A juíza substituta Zilah Ramires Ferreira Siqueira, da 1a Vara do Trabalho de Bauru, condenou o HSBC a pagar pensão vitalícia a uma empregada lesionada. O valor da pensão vitalícia corresponde a 50% do salário da bancária. Além disso, o banco inglês também foi condenado a pagar indenização de R$ 40 mil à trabalhadora, sendo R$ 20 mil por danos materiais e R$ 20 mil por danos morais.
A bancária em questão foi admitida em outubro de 1988 e "sempre realizou atividades que exigiam movimentos repetitivos, num ambiente de trabalho impróprio e estressante, com constantes exigências de metas e horas extras frequentes".

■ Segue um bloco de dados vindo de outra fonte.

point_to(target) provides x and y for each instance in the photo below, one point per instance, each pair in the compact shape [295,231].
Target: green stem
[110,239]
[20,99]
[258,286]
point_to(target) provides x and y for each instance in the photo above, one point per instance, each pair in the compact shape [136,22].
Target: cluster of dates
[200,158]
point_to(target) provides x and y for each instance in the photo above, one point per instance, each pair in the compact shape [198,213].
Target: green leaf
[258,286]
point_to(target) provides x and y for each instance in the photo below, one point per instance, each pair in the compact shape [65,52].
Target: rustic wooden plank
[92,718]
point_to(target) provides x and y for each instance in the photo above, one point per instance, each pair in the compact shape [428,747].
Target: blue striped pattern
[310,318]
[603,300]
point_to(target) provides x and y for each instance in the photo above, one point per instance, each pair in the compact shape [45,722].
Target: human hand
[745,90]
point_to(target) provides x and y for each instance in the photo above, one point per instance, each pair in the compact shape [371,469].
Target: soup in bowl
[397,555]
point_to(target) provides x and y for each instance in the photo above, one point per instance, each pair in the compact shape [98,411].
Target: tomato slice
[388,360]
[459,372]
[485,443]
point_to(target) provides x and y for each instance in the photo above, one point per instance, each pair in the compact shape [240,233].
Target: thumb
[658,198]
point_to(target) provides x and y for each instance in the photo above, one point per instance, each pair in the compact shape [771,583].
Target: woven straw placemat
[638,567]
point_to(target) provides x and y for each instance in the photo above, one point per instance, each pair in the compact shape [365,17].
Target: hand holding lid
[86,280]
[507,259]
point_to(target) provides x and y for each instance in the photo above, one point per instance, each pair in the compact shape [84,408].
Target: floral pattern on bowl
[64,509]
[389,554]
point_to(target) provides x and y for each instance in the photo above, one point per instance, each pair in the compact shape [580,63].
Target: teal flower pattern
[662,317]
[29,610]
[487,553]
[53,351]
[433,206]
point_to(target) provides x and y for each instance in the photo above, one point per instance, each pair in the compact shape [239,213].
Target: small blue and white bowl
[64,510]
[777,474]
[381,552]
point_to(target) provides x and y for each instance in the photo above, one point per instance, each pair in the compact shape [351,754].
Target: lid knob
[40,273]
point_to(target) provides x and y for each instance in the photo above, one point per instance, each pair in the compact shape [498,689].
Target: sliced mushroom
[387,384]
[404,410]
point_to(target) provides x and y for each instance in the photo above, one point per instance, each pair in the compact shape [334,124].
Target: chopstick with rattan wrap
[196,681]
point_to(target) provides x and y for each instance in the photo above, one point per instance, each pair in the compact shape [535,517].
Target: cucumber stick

Assim, teve de se afastar pela primeira vez em março de 1999, retornando ao trabalho nove meses depois. Em novembro de 2000, teve de se tratar novamente. Foi quando obteve da Previdência Social (INSS) o auxílio-doença acidentário, ou B91. Após 60 dias, voltou para o banco, exposta às mesmas condições adversas.
Afastou-se pela última vez em setembro de 2002. Por causa das sequelas permanentes, até janeiro de 2007, quando a ação foi ajuizada, a bancária ainda estava afastada. Ela continuava recebendo o B91.
A juíza não teve dúvida: reconheceu o nexo causal entre as atividades da bancária e sua doença e, por isso, condenou o HSBC a pagar a pensão vitalícia mais as indenizações.